A worker staples ProClima Intello "smart" vapor control membrane to the underside of the building's roof framing. After the membrane is taped to the coated party walls, the air-tight envelope will be continuous—hopefully enabling the building to meet the Passive House specification (see slideshow, "Old School Meets High Tech: Air-Sealing a Brick Row House").
A worker staples ProClima Intello "smart" vapor control membrane to the underside of the building's roof framing. After the membrane is taped to the coated party walls, the air-tight envelope will be continuous—hopefully enabling the building to meet the Passive House specification (see slideshow, "Old School Meets High Tech: Air-Sealing a Brick Row House").
A worker refills a roller pan wth Sto Emerald Cote elastomeric coating, which is being applied to the masonry party wall in the cellar of the building.
A worker refills a roller pan wth Sto Emerald Cote elastomeric coating, which is being applied to the masonry party wall in the cellar of the building.

The Passive House performance-based specifications are simple to describe, but they're not easy to meet. The spec starts with air-tightness—for remodels, a blower-door test value of 1.0 ACH50 or better (meaning one complete air volume change per hour at a depressurization of 50 pascals).

That's much tighter than the 2012 International Energy Conservation Code's requirement for new homes (3 ACH50 in the north, 5 ACH50 in the south). And in Brooklyn, New York, builder Jose Maldonado and Passive House consultant Cramer Silkworth are aiming to pass the tough 1 ACH50 standard in a historic brick row house that's more than 100 years old.

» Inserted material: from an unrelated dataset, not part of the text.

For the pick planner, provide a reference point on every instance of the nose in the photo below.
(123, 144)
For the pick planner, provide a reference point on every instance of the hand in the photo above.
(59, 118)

They're doing it with a combination of old and new methods (see slideshow, "Old School Meets High Tech: Air-Sealing a Brick Row House"). First, the crew re-points and patches the old brick walls as needed, and parges the wall with a slurry of lime mortar that matches the original mortar used to construct the home around the year 1900. Then, workers apply Sto Emerald Cote, an elastomeric acrylic coating.

On the stud walls inside the brick—but only at the front and rear of the building—the crew applies an interior air pressure and vapor control layer of ProClima Intello, a so-called "smart" vapor barrier. The Intello layer is also applied to the underside of the rafters.

The Intello fabric is air-tight, but vapor open, and its vapor permeability will be higher in the humid summer than in the dry winter—a fact that Cramer Silkworth is counting on to make the building assembly work as intended.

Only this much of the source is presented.